There are many ways to fool any mutable sequence type’s .extend() method into the same “uninterruptible consume-all-RAM” behavior - even bytearrat,extend() (and I already showed code doing so). Any unbounded iterator of any kind suffices, and there is no general solution to that.

I don’t object to cautioning against mutating a thing during iteration. I object to the docs failing to note that this is not the case for list and array.array: their behavior under mutation is defined, was intentional, used to be documented, and is relied on by a whole lot of real-life code. I also object to that bytearray broke that model (but only in some cases), but can live with that it does. Probably too late to change.

Except that’s not a mutable sequence type, so isn’t relevant here. If they try anyway, this is most likely:

>>> s = set(range(3))
>>> for x in s:
...     s.remove(x)
Traceback (most recent call last):
    ..
    for x in s:
             ^
RuntimeError: Set changed size during iteration

It’s possible that will always raise (and similarly for dcits and deques), but things have changed here over the years and they’re not the topic (so I’m not going to burn time looking into their current states). I have no objection to them raising.

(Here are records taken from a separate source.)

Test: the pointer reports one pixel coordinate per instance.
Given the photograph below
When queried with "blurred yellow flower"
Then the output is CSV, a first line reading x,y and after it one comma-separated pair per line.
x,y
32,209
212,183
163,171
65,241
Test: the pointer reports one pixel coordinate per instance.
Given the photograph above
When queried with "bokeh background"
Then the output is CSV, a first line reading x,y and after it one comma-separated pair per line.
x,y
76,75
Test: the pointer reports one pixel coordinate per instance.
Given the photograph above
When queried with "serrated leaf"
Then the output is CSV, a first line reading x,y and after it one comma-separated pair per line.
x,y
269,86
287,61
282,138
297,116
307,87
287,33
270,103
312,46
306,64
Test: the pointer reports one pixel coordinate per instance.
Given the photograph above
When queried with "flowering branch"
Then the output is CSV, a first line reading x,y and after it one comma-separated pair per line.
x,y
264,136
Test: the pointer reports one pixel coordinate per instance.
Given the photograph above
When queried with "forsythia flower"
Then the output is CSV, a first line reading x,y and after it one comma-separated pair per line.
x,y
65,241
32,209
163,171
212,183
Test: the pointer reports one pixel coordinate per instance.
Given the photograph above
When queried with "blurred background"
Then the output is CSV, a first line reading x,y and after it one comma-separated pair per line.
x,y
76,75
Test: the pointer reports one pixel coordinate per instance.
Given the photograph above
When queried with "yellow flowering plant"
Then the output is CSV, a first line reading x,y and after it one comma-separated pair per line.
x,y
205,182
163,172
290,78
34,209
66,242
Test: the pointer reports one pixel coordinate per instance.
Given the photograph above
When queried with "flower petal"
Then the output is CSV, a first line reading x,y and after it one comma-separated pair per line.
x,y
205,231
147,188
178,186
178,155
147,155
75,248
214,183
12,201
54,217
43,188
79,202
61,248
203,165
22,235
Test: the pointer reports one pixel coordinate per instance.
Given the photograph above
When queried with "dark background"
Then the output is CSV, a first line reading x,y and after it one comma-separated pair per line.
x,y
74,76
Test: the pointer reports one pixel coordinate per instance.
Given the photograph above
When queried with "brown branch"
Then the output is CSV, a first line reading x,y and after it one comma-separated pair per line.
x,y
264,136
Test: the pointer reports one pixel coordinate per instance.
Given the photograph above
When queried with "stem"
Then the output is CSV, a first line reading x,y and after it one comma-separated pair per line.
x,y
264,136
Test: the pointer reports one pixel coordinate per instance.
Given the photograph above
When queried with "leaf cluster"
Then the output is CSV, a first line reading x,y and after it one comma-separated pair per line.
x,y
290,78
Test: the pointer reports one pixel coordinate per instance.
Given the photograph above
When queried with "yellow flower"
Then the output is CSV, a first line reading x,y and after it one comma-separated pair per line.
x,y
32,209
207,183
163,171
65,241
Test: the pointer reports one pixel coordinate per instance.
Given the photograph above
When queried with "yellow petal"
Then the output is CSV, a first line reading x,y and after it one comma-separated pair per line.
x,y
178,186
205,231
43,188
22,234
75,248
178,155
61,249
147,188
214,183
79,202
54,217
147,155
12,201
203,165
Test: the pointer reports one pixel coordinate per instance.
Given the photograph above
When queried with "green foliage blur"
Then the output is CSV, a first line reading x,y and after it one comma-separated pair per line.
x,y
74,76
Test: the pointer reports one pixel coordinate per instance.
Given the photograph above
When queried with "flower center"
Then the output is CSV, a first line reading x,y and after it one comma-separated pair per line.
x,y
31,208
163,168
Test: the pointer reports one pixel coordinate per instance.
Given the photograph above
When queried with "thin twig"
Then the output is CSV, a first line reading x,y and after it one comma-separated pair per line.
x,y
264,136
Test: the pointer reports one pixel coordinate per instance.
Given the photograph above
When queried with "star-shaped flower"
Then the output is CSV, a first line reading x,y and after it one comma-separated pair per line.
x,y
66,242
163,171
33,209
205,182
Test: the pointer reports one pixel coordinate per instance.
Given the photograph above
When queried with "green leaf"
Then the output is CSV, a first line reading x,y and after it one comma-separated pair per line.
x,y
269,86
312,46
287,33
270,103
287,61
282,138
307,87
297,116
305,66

Lots of container types try to complain about mutation during iteration. But there’s a reason the mutable sequence types don’t: their behavior is defined, and in use (although the docs no longer admit to it - “why not?” I can’t guess). But if bytearray intentionally doesn’t want to play along, it too should raise if it detects mutation during iteration. It’s in a world of its own now.

Yes, but with respect to container types that aren’t mutable sequence types. List is the original such thing, and nothing about it was accidental. It’s no accident that, e.g., the divisors() function I I showed before works the same way under PyPy.

2 Likes

It appears you got confused by me using the word “musing”, but yes, that is exactly what you are doing: aimless discussion.

I am going to bow out, and unless Tim actually decides to take a position here I don’t expect anything to come of this discussion which is also off topic for this category. I don’t care enough about this topic to discuss it with Tim.

Since you explicitly refer to C: Undefined Behavior is a property of the whole program. Already the compiler is allowed to do essentially anything: it can reject the code, the program can crash, or the compiler can remove code paths based on detecting UB. This may lead to one of those backwards-in-time bugs.

For a high lever language like Python, a more appropriate concept would be what C calls “unspecified behavior” (“behavior upon which this document provides two or more possibilities and imposes no further requirements on which is chosen in any instance”). Specifically, an iterator might return a reference to an object or throw an exception, like StopIteration.

If someone uses documented behavior, I would strongly oppose the term “reckless”.

I would even say that such changes to the documentation are breaking changes that need a news entry since - in essence - they deprecate documented behavior (deprecation without scheduling a removal).

2 Likes

I wouldn’t say lost, rather moved/rewritten:

Improve SeqIter documentation

1 Like

Thanks! Missed that, and so did bots. To spare readers clicks:

That’s a (too) telegraphic account of how things actually work, in a “for” loop, with some holes. Notably, a collections.deque claims to be an instance of collections.abc.Sequence, but raises RuntimeEreror if a loop changes its length while iterating over it. deque objects also don’t support slice notation (which the table in that section claims Sequence objects support).

But that’s not the focus here. bytearrays too appear to follow the model in “for” looips.

My problem popped up in .extend(iterator), and I’m not sure the behavior of that has ever been documented properly. The docs today appear to tell the truth only of bytearray (“iterator” is consumed in whole before appending begins; while for other mutable sequence types that support size-changing mutation during iteration, the “iterator” sees changes made by appending to the object as things go along).

IOW, seq.extend(iterator) works like so for the classic types:

for elt in iterator:
    seq.append(elt)

and so by the docs you found it follows that the newly appended elements are visible to the iterator. Since that’s “the obvious” meaning, I expect I just assumed it was guaranteed. Regardless, real code does rely on it..

But for bytearrays it acts like (which appears more than once in the docs, regardless of specific sequence type):

seq[len(seq) : len(seq)] = iterable

Complicating it further, iterator above was intentional. For a sequence-type iterable, as shown at the start, for a list L L.extend(L) and L.extend(iter(L)) have radically different behavior (in effect, the former appends a copy, while the latter keeps on appending copies until memory is exhausted).

3 Likes